Von Gerald Beyrodt | 15.02.2006
    Seit fünf Jahren ist Kathrin Grosse Filialleiterin in einer Modekette. Vor einiger Zeit wurde die studierte Betriebswirtin in die Konzernzentrale gerufen.

    " Und jetzt auf einmal wollten mir meine Arbeitgeber weniger Lohn zahlen, und zwar erheblich viel weniger, als ich bisher bekommen habe, nämlich 800 Euro weniger. Also erst haben sie es so versucht, dass sie sozusagen mir diesen Vorschlag unterbreitet haben mit der Begründung, es gebe also im Unternehmen weniger Geld und ob ich auch bereit sei, mit weniger auszukommen. "

    Und dann wurde der Druck verstärkt. Kathrin Grosse bekam eine Änderungskündigung ins Haus: Wenn sie den veränderten Bedingungen nicht zustimmt, will die Modekette sie nicht mehr beschäftigen.

    " Ich sehe es eigentlich nicht ein, mich darauf einzulassen, und deswegen bin ich da auch gerade dabei, mich zu informieren. Ich kann mir vorstellen, dass das so rechtlich nicht in Ordnung ist."
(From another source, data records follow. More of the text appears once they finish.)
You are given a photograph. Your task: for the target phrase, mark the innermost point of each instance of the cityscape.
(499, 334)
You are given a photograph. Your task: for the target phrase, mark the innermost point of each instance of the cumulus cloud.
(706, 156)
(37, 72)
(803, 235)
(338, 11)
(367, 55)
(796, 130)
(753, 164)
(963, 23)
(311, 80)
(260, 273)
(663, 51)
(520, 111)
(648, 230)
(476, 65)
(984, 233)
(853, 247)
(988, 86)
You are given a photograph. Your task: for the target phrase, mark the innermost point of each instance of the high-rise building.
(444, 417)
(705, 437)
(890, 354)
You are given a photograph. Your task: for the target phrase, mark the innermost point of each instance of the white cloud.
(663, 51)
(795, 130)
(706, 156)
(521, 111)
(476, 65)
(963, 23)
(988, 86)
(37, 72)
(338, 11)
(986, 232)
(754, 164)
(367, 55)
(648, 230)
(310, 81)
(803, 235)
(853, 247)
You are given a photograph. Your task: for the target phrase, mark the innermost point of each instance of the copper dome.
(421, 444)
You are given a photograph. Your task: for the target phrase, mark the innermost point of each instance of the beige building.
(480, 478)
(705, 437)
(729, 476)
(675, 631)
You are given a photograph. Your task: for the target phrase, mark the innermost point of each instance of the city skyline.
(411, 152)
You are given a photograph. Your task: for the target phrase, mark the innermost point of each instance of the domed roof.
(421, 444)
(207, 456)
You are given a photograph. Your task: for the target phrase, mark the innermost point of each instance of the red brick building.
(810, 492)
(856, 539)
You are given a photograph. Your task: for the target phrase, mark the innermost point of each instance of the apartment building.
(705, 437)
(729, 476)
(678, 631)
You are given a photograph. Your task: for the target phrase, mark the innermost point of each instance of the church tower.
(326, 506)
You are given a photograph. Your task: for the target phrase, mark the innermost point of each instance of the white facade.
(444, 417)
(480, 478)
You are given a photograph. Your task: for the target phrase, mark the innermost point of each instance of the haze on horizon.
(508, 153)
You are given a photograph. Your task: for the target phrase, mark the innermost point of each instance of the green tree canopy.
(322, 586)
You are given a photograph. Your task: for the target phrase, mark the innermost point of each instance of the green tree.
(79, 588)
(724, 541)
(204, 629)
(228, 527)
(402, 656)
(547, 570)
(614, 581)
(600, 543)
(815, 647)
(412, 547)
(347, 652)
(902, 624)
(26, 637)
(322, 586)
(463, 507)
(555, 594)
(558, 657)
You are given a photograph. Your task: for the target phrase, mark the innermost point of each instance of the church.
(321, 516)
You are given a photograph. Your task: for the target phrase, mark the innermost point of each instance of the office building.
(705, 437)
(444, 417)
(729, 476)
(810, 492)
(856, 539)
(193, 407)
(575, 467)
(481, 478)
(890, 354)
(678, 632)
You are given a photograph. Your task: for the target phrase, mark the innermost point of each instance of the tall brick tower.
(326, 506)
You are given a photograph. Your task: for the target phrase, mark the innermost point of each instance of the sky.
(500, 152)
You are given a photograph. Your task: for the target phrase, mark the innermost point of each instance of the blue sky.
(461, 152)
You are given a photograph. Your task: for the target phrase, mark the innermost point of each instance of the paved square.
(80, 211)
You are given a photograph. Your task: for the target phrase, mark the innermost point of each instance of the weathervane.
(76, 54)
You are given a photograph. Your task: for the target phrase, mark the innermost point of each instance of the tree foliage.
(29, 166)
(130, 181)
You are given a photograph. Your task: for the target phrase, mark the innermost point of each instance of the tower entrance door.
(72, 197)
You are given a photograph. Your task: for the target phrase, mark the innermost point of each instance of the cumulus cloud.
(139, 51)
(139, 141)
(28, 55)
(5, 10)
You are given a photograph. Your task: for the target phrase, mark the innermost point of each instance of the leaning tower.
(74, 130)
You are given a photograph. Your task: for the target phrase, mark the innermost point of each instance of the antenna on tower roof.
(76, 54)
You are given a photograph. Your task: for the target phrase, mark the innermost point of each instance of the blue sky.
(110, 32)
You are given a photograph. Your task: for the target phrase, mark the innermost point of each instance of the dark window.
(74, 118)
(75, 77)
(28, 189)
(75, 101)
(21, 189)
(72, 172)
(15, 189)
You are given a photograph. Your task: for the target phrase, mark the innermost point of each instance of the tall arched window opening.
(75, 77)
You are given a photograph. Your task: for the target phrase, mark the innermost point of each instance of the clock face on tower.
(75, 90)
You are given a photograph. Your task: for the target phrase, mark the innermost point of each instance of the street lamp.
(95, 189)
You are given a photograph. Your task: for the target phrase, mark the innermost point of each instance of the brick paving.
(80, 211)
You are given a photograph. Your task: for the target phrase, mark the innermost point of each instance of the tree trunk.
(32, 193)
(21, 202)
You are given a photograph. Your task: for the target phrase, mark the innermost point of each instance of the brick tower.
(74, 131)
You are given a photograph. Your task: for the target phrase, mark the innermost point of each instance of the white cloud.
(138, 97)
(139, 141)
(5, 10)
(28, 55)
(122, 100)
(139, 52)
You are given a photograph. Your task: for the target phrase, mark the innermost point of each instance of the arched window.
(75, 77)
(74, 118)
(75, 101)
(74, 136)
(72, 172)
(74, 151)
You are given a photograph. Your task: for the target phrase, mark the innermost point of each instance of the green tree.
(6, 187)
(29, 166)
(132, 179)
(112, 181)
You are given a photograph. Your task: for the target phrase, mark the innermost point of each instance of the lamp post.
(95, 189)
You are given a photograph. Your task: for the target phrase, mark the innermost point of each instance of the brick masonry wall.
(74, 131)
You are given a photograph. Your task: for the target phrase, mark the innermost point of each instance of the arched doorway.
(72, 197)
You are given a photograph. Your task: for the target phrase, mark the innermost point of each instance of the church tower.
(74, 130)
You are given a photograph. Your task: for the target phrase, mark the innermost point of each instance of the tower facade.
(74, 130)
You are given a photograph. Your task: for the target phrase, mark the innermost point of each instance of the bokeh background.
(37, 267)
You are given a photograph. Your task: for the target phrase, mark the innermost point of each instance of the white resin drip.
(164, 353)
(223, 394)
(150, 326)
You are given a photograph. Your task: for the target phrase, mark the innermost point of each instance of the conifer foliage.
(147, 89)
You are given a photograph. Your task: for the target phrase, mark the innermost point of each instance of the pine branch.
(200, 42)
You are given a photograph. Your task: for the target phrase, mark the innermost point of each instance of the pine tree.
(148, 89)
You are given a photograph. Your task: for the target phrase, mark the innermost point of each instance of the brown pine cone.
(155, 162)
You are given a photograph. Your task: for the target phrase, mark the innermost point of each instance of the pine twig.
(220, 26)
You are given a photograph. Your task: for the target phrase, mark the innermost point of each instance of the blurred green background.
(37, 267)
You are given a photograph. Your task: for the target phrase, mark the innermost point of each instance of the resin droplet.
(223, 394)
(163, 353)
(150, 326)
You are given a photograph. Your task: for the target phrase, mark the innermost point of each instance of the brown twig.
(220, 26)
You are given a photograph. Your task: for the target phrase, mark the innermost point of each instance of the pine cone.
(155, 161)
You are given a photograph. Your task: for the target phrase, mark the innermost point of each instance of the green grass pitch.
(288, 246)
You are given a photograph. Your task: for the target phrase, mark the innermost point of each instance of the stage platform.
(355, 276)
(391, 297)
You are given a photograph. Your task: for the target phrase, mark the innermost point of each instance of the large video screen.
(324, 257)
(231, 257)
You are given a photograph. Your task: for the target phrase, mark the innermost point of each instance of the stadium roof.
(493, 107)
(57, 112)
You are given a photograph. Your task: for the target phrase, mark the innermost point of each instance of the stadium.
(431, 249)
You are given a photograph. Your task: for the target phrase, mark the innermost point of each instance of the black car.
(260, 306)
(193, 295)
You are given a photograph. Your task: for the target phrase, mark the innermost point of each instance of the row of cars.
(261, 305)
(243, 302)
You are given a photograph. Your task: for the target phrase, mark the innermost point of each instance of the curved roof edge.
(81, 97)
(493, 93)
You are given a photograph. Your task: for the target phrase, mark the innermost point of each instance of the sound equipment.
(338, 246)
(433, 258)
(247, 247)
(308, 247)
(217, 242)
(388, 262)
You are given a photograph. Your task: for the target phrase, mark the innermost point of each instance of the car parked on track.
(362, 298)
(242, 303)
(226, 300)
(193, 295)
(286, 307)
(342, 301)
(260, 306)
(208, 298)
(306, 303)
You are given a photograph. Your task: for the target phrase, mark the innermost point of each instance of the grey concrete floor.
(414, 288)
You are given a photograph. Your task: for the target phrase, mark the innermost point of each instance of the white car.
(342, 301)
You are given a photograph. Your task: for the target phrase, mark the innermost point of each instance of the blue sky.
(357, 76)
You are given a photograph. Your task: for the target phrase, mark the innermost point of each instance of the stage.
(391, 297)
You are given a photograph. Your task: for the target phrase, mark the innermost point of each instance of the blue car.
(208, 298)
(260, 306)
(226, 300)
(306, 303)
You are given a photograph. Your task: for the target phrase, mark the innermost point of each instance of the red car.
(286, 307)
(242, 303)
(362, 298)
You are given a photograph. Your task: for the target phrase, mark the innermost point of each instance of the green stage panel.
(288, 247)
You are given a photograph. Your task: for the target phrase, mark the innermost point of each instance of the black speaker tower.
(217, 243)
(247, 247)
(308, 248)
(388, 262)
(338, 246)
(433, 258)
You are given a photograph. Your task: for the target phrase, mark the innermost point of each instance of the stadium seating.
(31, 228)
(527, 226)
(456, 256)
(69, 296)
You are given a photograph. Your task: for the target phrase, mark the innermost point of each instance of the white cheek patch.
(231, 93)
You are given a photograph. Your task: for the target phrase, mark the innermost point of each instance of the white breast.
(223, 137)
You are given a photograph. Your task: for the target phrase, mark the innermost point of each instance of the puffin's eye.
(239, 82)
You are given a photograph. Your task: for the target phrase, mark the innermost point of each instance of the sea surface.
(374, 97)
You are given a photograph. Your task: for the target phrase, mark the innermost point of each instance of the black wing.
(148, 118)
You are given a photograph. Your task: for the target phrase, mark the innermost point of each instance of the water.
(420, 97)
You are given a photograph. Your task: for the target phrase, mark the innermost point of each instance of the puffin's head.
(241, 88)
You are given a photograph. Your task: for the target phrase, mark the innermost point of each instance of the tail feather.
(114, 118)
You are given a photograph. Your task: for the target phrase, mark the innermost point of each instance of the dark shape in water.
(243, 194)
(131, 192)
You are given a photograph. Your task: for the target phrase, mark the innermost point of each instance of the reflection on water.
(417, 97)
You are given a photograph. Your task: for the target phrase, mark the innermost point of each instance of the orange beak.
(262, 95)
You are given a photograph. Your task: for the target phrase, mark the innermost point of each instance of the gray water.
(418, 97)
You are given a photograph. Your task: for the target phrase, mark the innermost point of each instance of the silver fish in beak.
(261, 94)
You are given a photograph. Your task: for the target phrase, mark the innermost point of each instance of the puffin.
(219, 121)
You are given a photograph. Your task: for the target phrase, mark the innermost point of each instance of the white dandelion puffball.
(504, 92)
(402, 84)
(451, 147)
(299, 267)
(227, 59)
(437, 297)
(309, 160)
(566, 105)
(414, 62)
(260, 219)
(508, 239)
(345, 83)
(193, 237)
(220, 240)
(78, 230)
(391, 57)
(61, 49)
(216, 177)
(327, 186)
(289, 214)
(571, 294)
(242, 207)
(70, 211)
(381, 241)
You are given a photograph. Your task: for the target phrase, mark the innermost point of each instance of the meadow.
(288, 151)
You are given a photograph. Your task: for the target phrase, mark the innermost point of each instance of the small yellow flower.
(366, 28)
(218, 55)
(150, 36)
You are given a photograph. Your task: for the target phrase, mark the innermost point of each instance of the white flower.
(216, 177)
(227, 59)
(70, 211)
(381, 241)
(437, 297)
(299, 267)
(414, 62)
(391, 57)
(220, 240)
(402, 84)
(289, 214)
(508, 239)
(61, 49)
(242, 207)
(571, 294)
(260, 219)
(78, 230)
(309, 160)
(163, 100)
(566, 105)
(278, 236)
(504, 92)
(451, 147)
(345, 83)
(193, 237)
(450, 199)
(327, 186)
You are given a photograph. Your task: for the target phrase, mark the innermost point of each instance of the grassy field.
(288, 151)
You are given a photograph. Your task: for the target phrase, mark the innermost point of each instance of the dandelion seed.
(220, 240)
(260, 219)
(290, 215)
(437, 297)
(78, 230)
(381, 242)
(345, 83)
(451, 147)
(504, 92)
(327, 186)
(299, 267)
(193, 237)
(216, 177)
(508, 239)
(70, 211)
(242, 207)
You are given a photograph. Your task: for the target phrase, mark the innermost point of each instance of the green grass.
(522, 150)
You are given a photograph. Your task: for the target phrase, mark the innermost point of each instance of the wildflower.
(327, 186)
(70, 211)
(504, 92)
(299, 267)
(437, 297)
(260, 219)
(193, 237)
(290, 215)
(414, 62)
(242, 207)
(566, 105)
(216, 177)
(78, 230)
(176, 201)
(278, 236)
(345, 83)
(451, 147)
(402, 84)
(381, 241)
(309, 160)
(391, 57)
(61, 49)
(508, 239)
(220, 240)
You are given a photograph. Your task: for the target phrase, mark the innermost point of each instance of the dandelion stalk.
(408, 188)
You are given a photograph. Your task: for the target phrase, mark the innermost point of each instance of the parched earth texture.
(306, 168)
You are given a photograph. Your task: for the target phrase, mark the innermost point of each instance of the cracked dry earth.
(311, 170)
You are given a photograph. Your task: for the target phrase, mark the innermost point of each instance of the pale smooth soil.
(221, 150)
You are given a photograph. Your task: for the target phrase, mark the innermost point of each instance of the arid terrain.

    Wichtig ist, dass Kathrin Grosse innerhalb von drei Wochen auf die Änderungskündigung reagiert: dass sie erklärt, ob sie unter den neuen Bedingungen weiterarbeiten will. Rechtsanwältin Dr. Bettina Theben ist auf Arbeitsrecht spezialisiert und rät Arbeitnehmern wie Kathrin Grosse, der Änderungskündigung erst einmal unter Vorbehalt zuzustimmen. Das ermöglicht einen Gang vor Gericht, so Theben:

    " Der Arbeitnehmer kann sich zurücklehnen und zunächst nur vortragen, dass er der Auffassung ist, dass diese Kündigung nicht sozial gerechtfertigt ist. Und dann muss der Arbeitgeber beweisen, warum das so sein soll. Also, wenn es jetzt um betriebliche Gründe, insbesondere Entgeltabsenkung geht, müsste er darlegen, warum er diesen Arbeitnehmer nur noch zu diesen Konditionen zwingend beschäftigen kann, und das ist naturgemäß relativ schwierig."

    Aus diesem Grund haben Arbeitnehmer gute Karten, wenn sie sich vor Gericht gegen Gehaltskürzungen wehren. Oft scheuen sich Unternehmen, ihr Budget offen zu legen und ziehen lieber die Änderungskündigung zurück. Dann müssen Arbeitnehmer nicht einmal auf ein Urteil warten. Schwieriger sieht die Lage für Beschäftigte aus, wenn es nicht ums Gehalt geht. Es gibt Fälle, in denen man sich den Wünschen der Chefs kaum verschließen kann, sagt Bettina Theben:

    " Immer dann, wenn es um andere Dinge geht, zum Beispiel, dass der Arbeitgeber erklärt, dass er bestimmte Leistungen nicht mehr anbieten wird, zum Beispiel kein Mittagessen mehr in seinem Betrieb anbieten wird, weil er die Küche schließt, dann führt um die Änderungskündigung letztlich kein Weg herum und das ist es auch ein nachvollziehbarer Grund, den Arbeitsvertrag fortzusetzen ohne das vereinbarte Mittagessen oder die vereinbarte Fahrt zur Arbeit. "

    Am längeren Hebel sitzt der Chef auch häufig, wenn er aus personellen Gründen eine Änderungskündigung ausspricht. Wenn er kündigt, weil der Arbeitnehmer eine bestimmte Aufgabe nicht erfüllen kann und dies auch beweisbar ist. Bettina Theben:

    " Also, etwa ein Arbeitnehmer ist Pilot, und ab Fünfzig bekommt jeder Pilot die erforderliche Flugerlaubnis nicht mehr, dann kann der Arbeitgeber selbstverständlich nur ´ne Änderungskündigung aussprechen und kann ihn irgendwo im Bodenbereich einsetzen oder im Managementbereich, da wird für den Arbeitnehmer kein Weg umhin führen, die Änderungskündigung zu akzeptieren, denn wenn er es nicht täte, dann würde die Kündigung gelten und dann wäre das Arbeitsverhältnis beendet."

    Im Einzelfall bleiben die Fragen: Soll ich mich gegen meine Kündigung zur Wehr setzen? Ist meine Kündigung vielleicht ungültig? Hat mein Chef einen Formfehler gemacht? Arbeitnehmer können sich bei den Gewerkschaften beraten lassen, wenn sie Mitglied sind, oder einen Fachanwalt für Arbeitsrecht aufsuchen.